April 16, 2024

Faulkner receives military medal

Some would call the Faulkners recent transplants to Osceola.

They moved to town in 1980. Max started a contractor business and built several of the homes in Harkin Hills. Marjorie joined the staff at Clarke Community Schools and taught for 22 years. Her brother, Dr. Wood, came to Osceola for his first job as a veterinarian and liked it so much he invited his sister’s family to join him.

Max Faulkner is a vet of a different sort, serving in Korea from 1952 to 1953 as a medic, and was recognized Oct. 13 at a ceremony at the local American Legion.

“Medics don’t carry guns,” he laughed. “They just pick them up.”

“You were in the foxholes, though,” said Marjorie.

Max is 87 today, making him just 22 when he joined the fight to protect the Republic of Korea from northern invasion. The war lasted from 1950 to 1953 and led to the creation of the Korean Demilitarized Zone, approximately 400 square miles of land dividing North and South Korea. The Korean Ambassador for Peace Medal commemorates the men and women who served during the conflict.

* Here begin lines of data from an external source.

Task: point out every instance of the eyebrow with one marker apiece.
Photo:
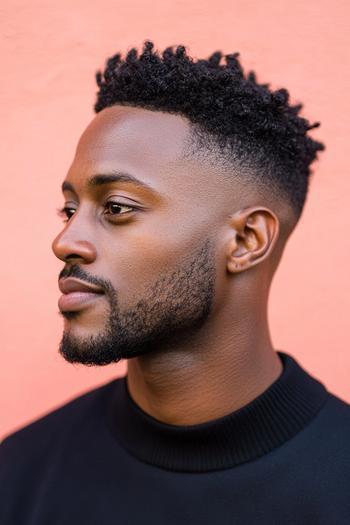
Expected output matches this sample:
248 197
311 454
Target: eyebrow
100 180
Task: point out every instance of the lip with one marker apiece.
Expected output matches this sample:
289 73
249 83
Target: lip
69 285
77 295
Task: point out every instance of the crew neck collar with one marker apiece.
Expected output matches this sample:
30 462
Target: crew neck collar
266 422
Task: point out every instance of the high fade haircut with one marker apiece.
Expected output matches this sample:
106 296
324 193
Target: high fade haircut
246 123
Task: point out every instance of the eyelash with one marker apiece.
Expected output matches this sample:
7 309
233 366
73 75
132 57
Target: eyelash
62 212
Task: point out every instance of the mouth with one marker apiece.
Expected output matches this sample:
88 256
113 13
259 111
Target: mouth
77 295
74 301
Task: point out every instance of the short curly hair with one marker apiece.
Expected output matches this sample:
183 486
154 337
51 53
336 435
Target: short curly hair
251 124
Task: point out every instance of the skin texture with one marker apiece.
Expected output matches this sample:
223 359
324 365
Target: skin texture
186 275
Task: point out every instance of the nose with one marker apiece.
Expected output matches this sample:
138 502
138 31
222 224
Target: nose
72 244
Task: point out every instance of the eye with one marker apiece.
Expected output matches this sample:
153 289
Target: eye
68 211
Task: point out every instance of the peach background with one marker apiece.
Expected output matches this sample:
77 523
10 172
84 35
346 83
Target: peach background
50 52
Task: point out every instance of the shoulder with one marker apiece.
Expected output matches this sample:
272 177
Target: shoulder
52 426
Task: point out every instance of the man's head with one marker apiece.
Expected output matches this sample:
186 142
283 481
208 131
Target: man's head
222 165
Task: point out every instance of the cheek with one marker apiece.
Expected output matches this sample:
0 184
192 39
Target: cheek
139 261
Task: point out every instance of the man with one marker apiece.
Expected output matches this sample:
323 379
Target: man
182 194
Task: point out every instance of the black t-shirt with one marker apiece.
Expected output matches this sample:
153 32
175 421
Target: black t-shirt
282 459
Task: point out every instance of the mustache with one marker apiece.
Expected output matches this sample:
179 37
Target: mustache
79 273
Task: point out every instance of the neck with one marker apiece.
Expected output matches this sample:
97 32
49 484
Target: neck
212 374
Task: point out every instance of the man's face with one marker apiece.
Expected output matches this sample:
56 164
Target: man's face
149 247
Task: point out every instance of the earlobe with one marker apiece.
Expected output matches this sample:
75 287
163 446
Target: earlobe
254 234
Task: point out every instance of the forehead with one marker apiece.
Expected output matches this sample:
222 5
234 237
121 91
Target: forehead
131 139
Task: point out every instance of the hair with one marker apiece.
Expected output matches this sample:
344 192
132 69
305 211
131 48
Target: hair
249 123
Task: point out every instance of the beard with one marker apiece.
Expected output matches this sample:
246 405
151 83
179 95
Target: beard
173 309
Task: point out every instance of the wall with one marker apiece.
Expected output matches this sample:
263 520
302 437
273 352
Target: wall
50 52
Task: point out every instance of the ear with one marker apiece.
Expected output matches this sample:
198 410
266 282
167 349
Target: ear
254 232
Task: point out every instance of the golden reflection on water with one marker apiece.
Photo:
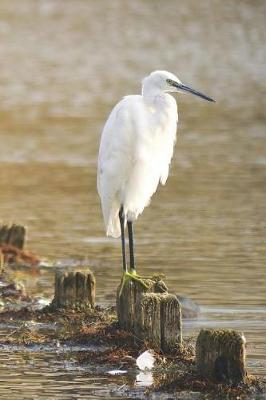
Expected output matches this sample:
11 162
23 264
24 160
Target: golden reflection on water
64 65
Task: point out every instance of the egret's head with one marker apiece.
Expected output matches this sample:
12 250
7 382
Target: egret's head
164 81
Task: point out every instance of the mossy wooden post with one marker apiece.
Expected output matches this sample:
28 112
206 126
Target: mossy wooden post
158 321
13 235
74 290
220 355
148 319
171 323
126 300
151 313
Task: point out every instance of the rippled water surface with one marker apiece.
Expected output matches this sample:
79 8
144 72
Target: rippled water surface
63 67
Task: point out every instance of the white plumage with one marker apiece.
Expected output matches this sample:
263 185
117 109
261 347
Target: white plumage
136 149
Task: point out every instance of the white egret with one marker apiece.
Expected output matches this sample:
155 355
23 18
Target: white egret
135 153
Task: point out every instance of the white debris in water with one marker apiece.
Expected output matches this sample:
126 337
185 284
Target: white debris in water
144 378
146 360
117 372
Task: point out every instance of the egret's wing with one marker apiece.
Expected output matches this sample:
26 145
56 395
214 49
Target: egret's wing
114 161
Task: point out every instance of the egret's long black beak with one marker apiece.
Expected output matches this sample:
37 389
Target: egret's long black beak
184 88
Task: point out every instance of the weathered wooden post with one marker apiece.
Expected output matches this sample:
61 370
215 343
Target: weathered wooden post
220 355
151 313
159 322
74 290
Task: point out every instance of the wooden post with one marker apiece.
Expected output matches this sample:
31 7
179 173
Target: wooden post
13 235
127 298
74 290
220 355
171 323
158 321
148 319
151 313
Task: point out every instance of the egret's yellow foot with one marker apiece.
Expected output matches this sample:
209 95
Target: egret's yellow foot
132 275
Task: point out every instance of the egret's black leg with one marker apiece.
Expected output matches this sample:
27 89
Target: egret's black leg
122 225
131 245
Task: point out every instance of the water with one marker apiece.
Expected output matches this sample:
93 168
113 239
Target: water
63 67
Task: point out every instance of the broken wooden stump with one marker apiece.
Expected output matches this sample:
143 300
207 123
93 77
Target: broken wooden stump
151 313
159 321
13 235
128 298
220 355
74 290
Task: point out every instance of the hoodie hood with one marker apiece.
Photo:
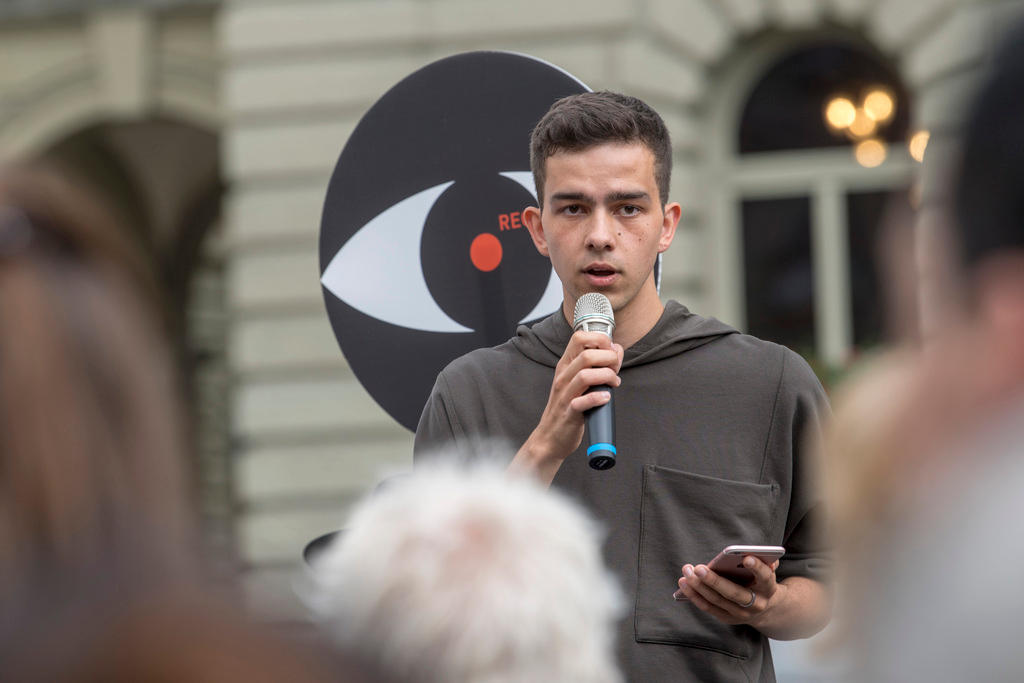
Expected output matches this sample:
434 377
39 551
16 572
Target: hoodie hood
678 330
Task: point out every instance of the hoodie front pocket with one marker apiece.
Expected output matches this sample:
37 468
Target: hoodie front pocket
688 518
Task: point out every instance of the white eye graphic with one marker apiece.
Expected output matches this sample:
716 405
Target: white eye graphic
378 270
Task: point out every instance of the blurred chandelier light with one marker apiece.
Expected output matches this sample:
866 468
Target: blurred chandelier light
869 153
879 105
861 123
840 113
918 144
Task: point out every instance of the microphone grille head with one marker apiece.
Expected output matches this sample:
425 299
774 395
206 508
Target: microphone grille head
594 308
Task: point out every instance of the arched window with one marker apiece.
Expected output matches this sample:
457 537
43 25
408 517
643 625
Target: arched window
815 154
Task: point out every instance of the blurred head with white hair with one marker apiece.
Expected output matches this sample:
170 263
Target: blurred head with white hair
463 573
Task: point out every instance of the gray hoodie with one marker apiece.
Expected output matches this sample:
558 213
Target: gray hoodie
710 427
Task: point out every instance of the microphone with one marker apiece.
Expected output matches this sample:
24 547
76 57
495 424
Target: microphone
593 313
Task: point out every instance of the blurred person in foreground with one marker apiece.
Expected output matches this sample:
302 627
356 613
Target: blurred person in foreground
91 443
453 575
928 451
99 572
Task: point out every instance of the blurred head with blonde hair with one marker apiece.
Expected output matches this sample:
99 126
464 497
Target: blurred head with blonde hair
91 449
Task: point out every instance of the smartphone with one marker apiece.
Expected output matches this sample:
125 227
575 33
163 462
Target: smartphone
729 562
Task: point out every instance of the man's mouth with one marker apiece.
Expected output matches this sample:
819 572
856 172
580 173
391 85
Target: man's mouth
600 270
600 273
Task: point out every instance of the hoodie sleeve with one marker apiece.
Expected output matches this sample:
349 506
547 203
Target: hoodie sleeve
438 427
800 413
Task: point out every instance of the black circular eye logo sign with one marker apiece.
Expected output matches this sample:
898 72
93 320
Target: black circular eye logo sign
423 252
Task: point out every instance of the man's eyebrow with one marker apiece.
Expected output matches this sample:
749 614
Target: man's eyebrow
623 197
571 197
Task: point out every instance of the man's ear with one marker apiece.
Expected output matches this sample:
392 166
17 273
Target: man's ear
531 217
669 223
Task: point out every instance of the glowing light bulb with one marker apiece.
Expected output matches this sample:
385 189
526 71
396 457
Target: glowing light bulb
879 105
869 153
862 125
918 144
840 113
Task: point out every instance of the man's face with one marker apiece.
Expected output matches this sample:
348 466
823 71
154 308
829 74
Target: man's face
603 224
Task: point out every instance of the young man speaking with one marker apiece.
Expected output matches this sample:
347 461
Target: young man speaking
709 421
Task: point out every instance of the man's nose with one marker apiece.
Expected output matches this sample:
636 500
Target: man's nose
601 231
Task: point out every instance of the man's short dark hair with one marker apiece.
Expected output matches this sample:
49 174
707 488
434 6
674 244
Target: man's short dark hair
989 190
582 121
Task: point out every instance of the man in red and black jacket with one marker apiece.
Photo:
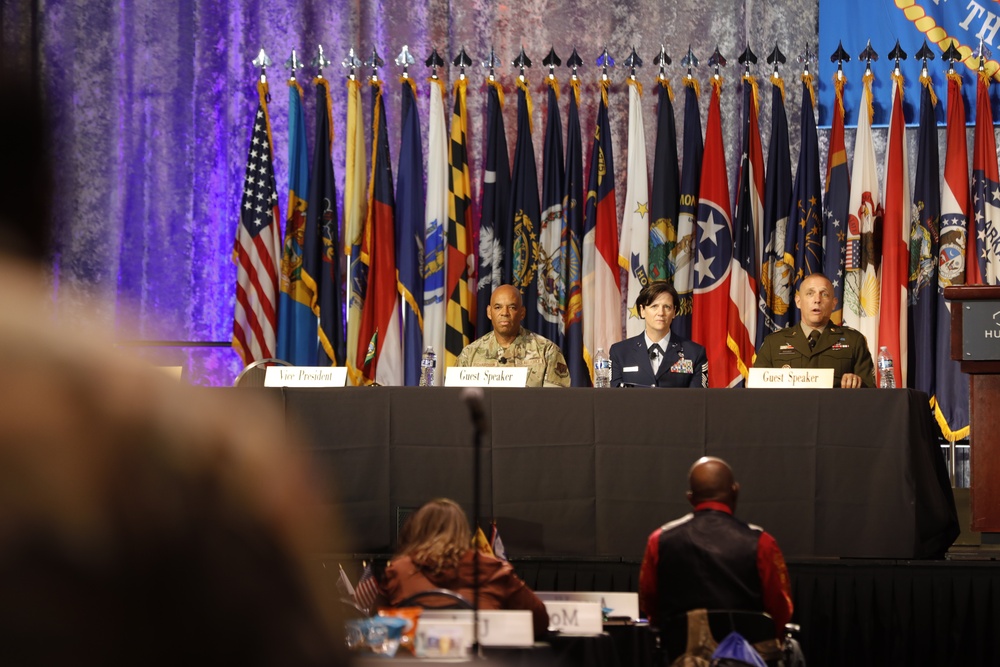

“Korean Consulate in Chicago held quite a deal in Des Moines awhile back,” said former Legion President Dick Gunderson, but everyone who’d served wasn’t able to attend. “I took it upon myself to write a letter.”

The Consulate responded with medals for the men. Gunderson has been diligent about getting them to their rightful owners.

After his service, Max returned to Gowrie, Iowa, where he started a plumbing company and became a member of the American Legion chapter there. In March, 1976, Marjorie’s friend introduced them.

“We were both small-town people,” she said.

Those small town connections were put in motion even before their first date.

“My father was a superintendent,” she said, “and he called the superintendent in Gowrie.”

Thankfully, Max had behaved himself in school.

The couple were married two months later, and eventually made their way to – and made a life in – Osceola.